Consequences of abortion are downplayed by media citation of the Turnaway Study, which has not been scrutinized enough and has been used as a weapon for political purposes: research 

The media frequently turns to an abortion study that has significant faults, which leads to a misunderstanding of the effects of pro-life laws, according to a new paper from a Bowling Green State University professor.

Professor Priscilla Coleman’s paper, published in Frontiers in Psychology, criticized the Turnaway Study from the University of California San Francisco’s Advancing New Standards in Reproductive Health program. Coleman’s background is in psychology and family studies and she frequently writes about the effects of abortion on mental health.

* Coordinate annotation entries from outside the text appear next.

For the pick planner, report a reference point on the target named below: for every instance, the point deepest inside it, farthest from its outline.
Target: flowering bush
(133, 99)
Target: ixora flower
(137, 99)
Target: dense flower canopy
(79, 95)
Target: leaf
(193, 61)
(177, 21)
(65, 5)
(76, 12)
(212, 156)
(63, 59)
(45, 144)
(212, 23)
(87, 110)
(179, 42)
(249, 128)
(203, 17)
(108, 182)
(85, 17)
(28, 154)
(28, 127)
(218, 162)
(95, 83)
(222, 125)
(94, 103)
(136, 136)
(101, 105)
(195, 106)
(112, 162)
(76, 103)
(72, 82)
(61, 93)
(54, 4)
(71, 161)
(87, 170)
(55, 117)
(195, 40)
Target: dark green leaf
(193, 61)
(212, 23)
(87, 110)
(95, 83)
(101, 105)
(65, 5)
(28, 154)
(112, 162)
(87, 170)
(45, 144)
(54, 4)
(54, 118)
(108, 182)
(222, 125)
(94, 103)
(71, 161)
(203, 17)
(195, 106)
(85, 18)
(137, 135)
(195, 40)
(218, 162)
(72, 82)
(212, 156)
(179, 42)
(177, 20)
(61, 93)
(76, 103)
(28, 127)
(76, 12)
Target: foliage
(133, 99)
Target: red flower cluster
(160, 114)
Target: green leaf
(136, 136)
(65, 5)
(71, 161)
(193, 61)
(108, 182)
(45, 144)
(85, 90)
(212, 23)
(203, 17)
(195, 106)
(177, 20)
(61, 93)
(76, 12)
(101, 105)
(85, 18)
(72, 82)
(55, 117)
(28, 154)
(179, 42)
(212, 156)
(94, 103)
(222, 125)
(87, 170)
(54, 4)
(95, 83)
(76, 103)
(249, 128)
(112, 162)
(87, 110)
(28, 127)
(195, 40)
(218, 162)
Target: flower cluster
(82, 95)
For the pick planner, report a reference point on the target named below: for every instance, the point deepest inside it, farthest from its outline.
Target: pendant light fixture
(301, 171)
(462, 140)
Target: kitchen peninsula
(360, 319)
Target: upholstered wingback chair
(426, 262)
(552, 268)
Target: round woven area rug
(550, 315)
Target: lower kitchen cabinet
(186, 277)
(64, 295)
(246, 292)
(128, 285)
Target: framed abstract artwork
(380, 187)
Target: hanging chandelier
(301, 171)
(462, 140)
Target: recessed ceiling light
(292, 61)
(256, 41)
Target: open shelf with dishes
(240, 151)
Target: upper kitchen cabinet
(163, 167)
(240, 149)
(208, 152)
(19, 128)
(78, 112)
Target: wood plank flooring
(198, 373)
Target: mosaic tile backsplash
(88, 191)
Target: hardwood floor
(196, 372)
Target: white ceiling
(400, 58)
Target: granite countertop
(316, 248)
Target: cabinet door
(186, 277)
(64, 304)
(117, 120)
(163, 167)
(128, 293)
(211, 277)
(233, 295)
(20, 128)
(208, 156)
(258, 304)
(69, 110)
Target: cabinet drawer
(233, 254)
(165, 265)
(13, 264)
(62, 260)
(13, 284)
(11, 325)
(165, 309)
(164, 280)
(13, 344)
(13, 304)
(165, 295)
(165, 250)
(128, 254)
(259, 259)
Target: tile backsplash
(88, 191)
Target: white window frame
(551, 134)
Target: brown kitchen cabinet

While she documented numerous examples of studies that show abortion is harmful, such research “has been largely ignored as the Turnaway Study dominates the media.”

The name of the study comes from its focus on what happens to women who were turned away or unable to have abortions compared to women who did abort their babies. It purports to find negative effects for women who cannot have abortions.

The paper, “The Turnaway Study: A Case of Self-Correction in Science Upended by Political Motivation and Unvetted Findings,” found that the research project has failed to adhere to basic scientific procedures and has prevented talk about the potentially harmful effects of abortion on women’s health.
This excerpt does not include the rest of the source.